= Applegate mechanism =

Stellar phenomenon

The Applegate mechanism (Applegate's mechanism or Applegate effect) explains long term orbital period variations seen in certain eclipsing binaries. As a main sequence star goes through an activity cycle, the outer layers of the star are subject to a magnetic torque changing the distribution of angular momentum, resulting in a change in the star's oblateness. The orbit of the stars in the binary pair is gravitationally coupled to their shape changes, so that the period shows modulations (typically on the order of ∆P/P ~ 10^{−6}) on the same time scale as the activity cycles (typically on the order of decades).

==Introduction==
Careful timing of eclipsing binaries has shown that systems showing orbital period modulations on the order of ∆P/P ~ 10^{−5} over a period of decades are quite common. A striking example of such a system is Algol, for which the detailed observational record extends back over two centuries. Over this span of time, a graph of the time dependence of the difference between the observed times of eclipses versus the predicted times shows a feature (termed the "great inequality") with a full amplitude of 0.3 days and a recurrent time scale of centuries. Superimposed on this feature is a secondary modulation with a full amplitude of 0.06 days and a recurrent time scale of about 30 years. Orbital period modulations of similar amplitude are seen in other Algol binaries as well.

Although recurrent, these period modulations do not follow a strictly regular cycle. Irregular recurrence rules out attempts to explain these period modulations as being due to apsidal precession or the presence of distant, unseen companions. Apsidal precession explanations also have the problem that they require an eccentric orbit, but the systems in which these modulations are observed often show orbits of little eccentricity. Furthermore, third body explanations have the issue that in many cases, a third body massive enough to produce the observed modulation should not have managed to escape optical detection, unless the third body were quite exotic.

Another phenomenon observed in certain Algol binaries has been monotonic period increases. This is quite distinct from the far more common observations of alternating period increases and decreases explained by the Applegate mechanism. Monotonic period increases have been attributed to mass transfer, usually (but not always) from the less massive to the more massive star.

==Mechanism==
The time scale and recurrence patterns of these orbital period modulations suggested to Matese and Whitmire (1983) a mechanism invoking changes in the quadrupole moment of one star with subsequent spin-orbit coupling.
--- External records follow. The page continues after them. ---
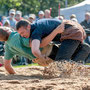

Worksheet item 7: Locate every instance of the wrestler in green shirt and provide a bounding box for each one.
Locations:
[4,32,36,60]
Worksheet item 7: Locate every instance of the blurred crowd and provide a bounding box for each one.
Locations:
[0,8,90,66]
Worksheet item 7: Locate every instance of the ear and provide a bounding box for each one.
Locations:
[27,24,31,29]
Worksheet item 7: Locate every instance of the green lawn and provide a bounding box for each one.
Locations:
[13,63,38,68]
[13,62,90,68]
[85,63,90,65]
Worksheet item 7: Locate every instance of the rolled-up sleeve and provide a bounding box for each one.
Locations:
[4,44,14,60]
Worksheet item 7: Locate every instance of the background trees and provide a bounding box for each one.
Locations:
[0,0,84,17]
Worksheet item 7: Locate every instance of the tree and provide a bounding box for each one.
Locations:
[0,0,85,17]
[0,0,22,15]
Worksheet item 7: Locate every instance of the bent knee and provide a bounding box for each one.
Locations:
[81,43,90,53]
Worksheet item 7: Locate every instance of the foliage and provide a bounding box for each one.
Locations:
[0,0,85,17]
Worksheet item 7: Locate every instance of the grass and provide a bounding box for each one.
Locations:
[13,63,38,68]
[85,63,90,65]
[13,63,90,68]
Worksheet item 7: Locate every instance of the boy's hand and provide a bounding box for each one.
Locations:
[32,56,53,67]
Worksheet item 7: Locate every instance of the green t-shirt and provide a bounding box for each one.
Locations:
[4,32,35,60]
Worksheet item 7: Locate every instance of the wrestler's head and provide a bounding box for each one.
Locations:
[0,27,10,41]
[16,20,31,38]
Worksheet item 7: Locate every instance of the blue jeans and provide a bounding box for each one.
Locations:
[55,39,90,61]
[73,43,90,61]
[85,37,90,45]
[55,39,81,61]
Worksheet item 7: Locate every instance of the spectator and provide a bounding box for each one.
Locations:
[19,57,28,65]
[23,15,29,20]
[15,11,23,22]
[7,9,16,30]
[80,12,90,44]
[1,16,7,25]
[28,14,36,23]
[38,11,44,19]
[0,41,4,67]
[81,12,90,29]
[55,16,64,21]
[70,14,78,22]
[3,20,10,27]
[44,9,52,18]
[0,22,2,26]
[0,41,4,56]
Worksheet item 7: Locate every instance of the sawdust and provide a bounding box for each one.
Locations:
[0,61,90,90]
[43,61,90,78]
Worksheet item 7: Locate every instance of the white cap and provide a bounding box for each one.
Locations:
[71,18,78,22]
[38,11,44,15]
[9,9,15,15]
[23,15,29,19]
[3,20,10,25]
[29,14,36,19]
[85,12,90,16]
[55,16,64,20]
[16,11,22,15]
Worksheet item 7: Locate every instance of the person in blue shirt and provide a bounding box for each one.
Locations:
[17,19,90,62]
[17,19,64,58]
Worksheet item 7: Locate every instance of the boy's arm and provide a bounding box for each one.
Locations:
[40,22,64,47]
[4,44,15,74]
[4,59,16,74]
[31,39,43,58]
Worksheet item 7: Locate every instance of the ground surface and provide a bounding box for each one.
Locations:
[0,62,90,90]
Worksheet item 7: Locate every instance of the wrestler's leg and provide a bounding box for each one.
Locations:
[73,43,90,62]
[55,39,81,61]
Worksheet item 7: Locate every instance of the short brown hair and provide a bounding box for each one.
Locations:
[0,27,9,41]
[16,19,30,30]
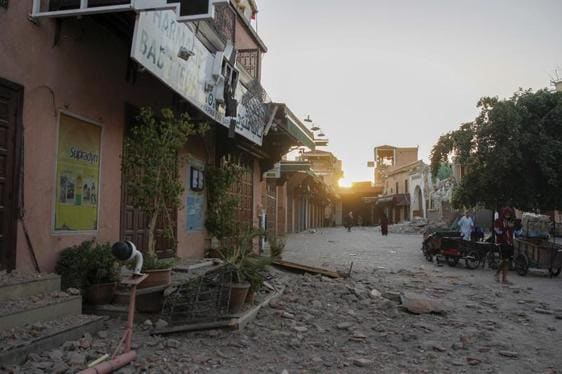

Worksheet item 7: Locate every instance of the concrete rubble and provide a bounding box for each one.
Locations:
[2,229,561,373]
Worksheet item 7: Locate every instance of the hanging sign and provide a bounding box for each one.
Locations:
[131,9,265,145]
[54,113,101,232]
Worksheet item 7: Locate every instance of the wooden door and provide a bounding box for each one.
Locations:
[0,79,23,271]
[120,105,176,258]
[265,180,277,238]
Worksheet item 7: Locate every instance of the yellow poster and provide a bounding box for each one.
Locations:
[55,113,101,231]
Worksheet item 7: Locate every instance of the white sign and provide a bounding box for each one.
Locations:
[131,10,265,145]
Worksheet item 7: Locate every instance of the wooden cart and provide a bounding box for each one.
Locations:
[513,238,562,277]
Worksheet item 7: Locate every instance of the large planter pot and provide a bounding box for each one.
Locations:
[138,268,172,289]
[229,282,250,314]
[136,285,169,313]
[86,282,116,305]
[245,289,256,305]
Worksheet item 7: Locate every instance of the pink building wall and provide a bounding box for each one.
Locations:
[0,3,210,271]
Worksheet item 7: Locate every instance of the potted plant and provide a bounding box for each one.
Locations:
[55,240,119,305]
[121,107,207,287]
[84,242,120,304]
[267,234,286,260]
[132,256,176,289]
[220,228,271,312]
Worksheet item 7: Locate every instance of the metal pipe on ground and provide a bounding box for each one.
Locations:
[78,351,137,374]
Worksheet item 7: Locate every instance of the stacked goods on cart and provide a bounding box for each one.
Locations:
[521,213,550,239]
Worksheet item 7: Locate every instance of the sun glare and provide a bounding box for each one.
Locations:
[338,178,352,188]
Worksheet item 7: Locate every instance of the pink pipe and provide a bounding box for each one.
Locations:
[78,351,137,374]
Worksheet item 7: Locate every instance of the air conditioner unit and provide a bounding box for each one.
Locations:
[208,42,239,105]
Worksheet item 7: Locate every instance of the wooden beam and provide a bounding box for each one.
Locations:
[272,259,342,279]
[151,319,236,335]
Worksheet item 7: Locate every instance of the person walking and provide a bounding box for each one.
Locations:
[494,207,515,284]
[458,211,474,241]
[380,213,389,236]
[344,211,354,232]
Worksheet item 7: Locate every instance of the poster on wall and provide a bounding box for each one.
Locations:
[187,163,205,231]
[54,113,101,231]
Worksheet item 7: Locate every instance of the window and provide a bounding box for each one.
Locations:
[190,167,204,191]
[405,179,408,194]
[395,182,399,194]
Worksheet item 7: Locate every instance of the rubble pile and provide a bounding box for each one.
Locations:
[0,270,52,287]
[386,218,430,234]
[3,266,560,373]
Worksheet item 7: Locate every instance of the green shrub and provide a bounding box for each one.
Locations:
[55,240,119,290]
[134,255,176,271]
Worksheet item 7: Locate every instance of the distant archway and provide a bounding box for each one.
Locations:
[413,186,424,218]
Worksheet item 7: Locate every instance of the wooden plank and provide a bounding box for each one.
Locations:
[151,319,236,335]
[272,259,342,278]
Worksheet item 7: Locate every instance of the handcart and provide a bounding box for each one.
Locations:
[513,238,562,277]
[422,232,486,269]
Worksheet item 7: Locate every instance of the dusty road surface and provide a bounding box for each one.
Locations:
[3,227,562,374]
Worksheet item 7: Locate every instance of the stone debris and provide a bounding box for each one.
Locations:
[155,319,168,329]
[352,358,373,367]
[382,291,401,303]
[336,322,353,330]
[534,308,553,315]
[498,351,519,359]
[3,230,561,373]
[399,293,447,315]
However, they could not provide any convincing explanation for what might cause such fluctuations in the quadrupole moment.

Taking the Matese and Whitmire mechanism as a basis, Applegate argued that changes in the radius of gyration of one star could be related to magnetic activity cycles. Supportive evidence for his hypothesis came from the observation that a large fraction of the late-type secondary stars of Algol binaries appear to be rapidly rotating convective stars, implying that they should be chromospherically active. Indeed, orbital period modulations are seen only in Algol-type binaries containing a late-type convective star.
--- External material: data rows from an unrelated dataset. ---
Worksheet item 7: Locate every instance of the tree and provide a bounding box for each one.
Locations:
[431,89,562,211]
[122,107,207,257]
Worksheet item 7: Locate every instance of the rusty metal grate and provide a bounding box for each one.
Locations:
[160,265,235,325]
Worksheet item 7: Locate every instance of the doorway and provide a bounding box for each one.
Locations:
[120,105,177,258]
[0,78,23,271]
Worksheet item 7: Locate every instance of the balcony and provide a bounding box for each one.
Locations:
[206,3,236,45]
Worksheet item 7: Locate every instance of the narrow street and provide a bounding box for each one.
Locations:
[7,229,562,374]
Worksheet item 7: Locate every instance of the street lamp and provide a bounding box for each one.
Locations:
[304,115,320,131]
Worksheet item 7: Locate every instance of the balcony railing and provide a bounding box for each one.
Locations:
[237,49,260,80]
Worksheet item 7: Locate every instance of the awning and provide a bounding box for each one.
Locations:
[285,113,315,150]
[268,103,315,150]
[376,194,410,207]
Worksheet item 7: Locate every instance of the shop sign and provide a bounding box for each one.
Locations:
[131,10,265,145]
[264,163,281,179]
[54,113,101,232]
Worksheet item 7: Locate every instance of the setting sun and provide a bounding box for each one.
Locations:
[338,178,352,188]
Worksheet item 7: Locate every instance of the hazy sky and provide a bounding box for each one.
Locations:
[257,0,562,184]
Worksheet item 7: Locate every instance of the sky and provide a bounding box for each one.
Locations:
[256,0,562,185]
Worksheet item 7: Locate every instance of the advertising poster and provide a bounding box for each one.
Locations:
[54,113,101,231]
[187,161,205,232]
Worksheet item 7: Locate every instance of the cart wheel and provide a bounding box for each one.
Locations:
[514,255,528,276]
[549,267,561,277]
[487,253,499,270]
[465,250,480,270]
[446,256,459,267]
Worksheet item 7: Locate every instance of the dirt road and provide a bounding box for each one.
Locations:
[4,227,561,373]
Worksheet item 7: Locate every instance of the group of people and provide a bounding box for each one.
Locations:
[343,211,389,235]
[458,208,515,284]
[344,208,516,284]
Given that gravitational quadrupole coupling is involved in producing orbital period changes, the question remained of how a magnetic field could induce such shape changes. Most models of the 1980s assumed that the magnetic field would deform the star by distorting it away from hydrostatic equilibrium. Marsh and Pringle (1990) demonstrated, however, that the energy required to produce such deformations would exceed the total energy output of the star.

A star does not rotate as a solid body. The outer parts of a star contribute most to a star's quadrupole moment. Applegate proposed that as a star goes through its activity cycle, magnetic torques could cause a redistribution of angular momentum within a star. As a result, the rotational oblateness of the star will change, and this change would ultimately result in changing the orbital period via the Matese and Whitmire mechanism. Energy budget calculations indicate that the active star typically should be variable at the ΔL/L ≈ 0.1 level and should be differentially rotating at the ΔΩ/Ω ≈ 0.01 level.

==Applicability==
The Applegate mechanism makes several testable predictions:
- Luminosity variations in the active star should correspond to modulations in the orbital period.
- Any other indicator of magnetic activity (i.e. sunspot activity, coronal X-ray luminosity, etc.) should also show variations corresponding to modulations in the orbital period.
- Since large changes in the radius of the star are ruled out by considerations of energetics, luminosity variations should be entirely due to temperature variations.
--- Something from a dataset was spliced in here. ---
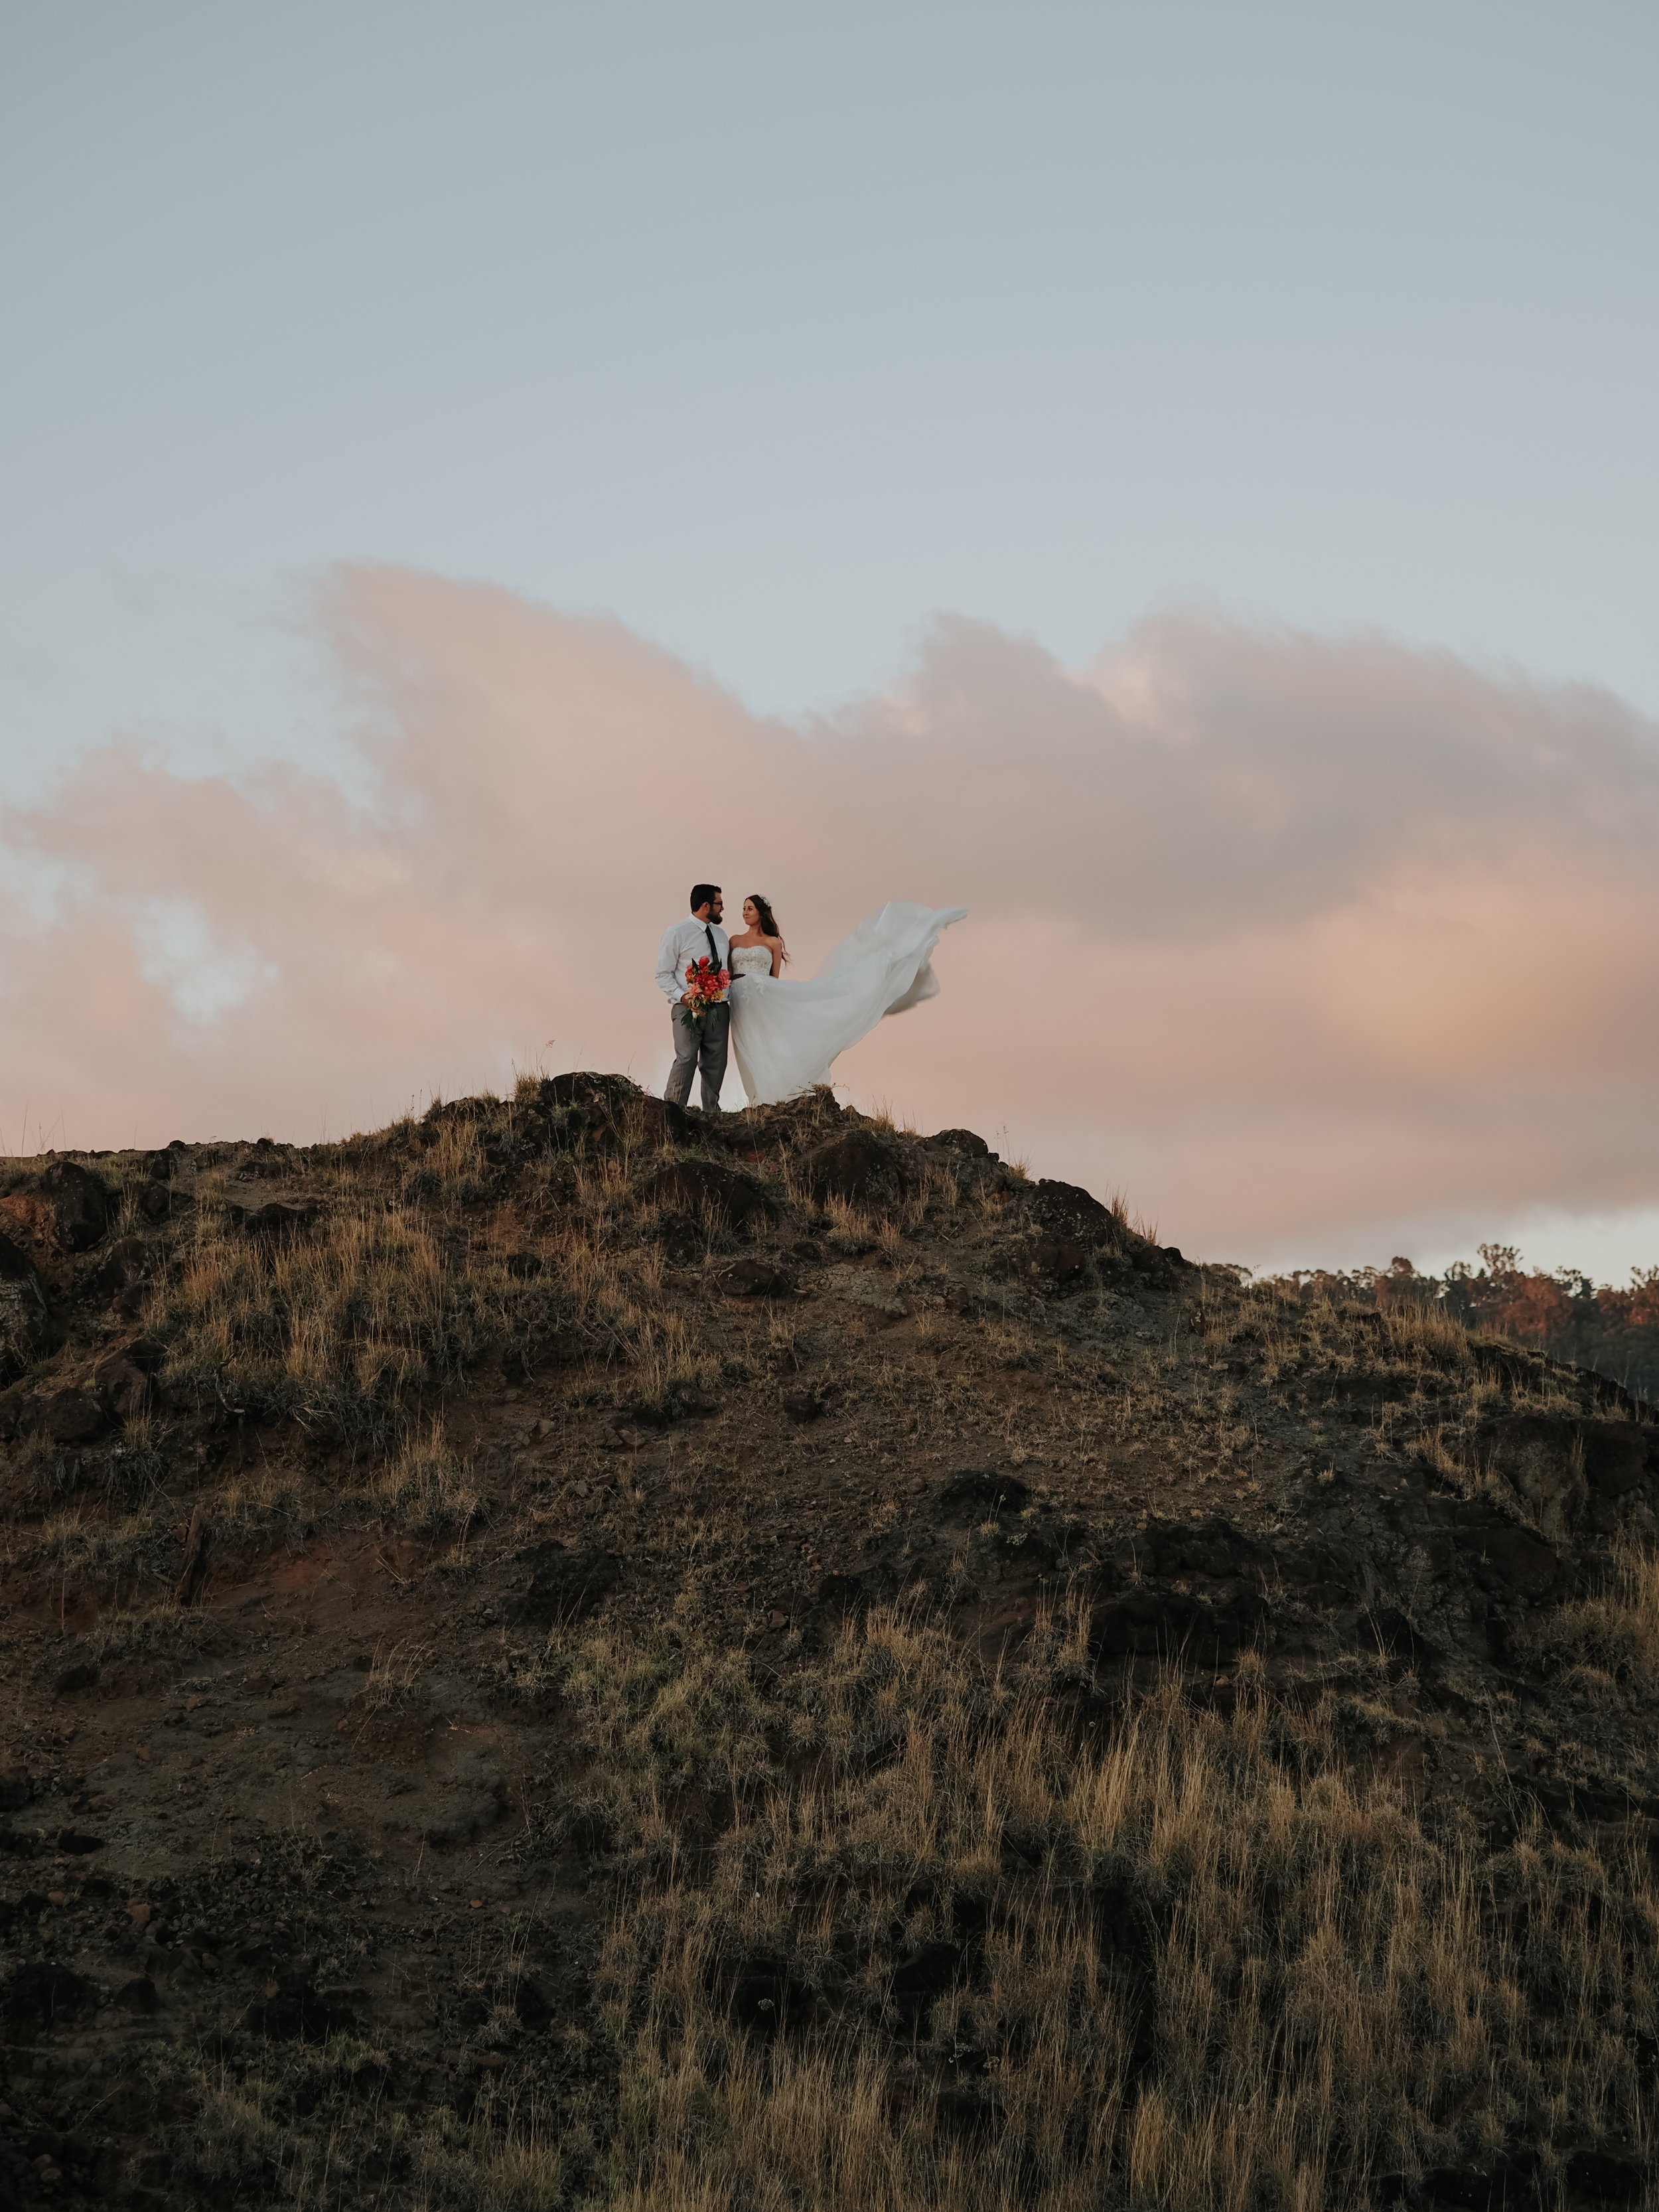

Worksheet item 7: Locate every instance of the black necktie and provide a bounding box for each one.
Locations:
[705,924,720,967]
Tests of the above predictions have been supportive of the mechanism's validity, but not unambiguously so.

The Applegate effect provides a unified explanation for many (but not all) ephemeris curves for a wide class of binaries, and it may aid in the understanding of the dynamo activity seen in rapidly rotating stars.

The Applegate mechanism has also been invoked to explain variations in the observed transit times of extrasolar planets, in addition to other possible effects such as tidal dissipation and the presence of other planetary bodies.

However, there are many stars for which the Applegate mechanism is inadequate. For example, the orbital period variations in certain eclipsing post-common-envelope binaries are an order of magnitude larger than can be accommodated by the Applegate effect, with magnetic braking or a third body in a highly elliptical orbit providing the only known mechanisms able to explain the observed variation.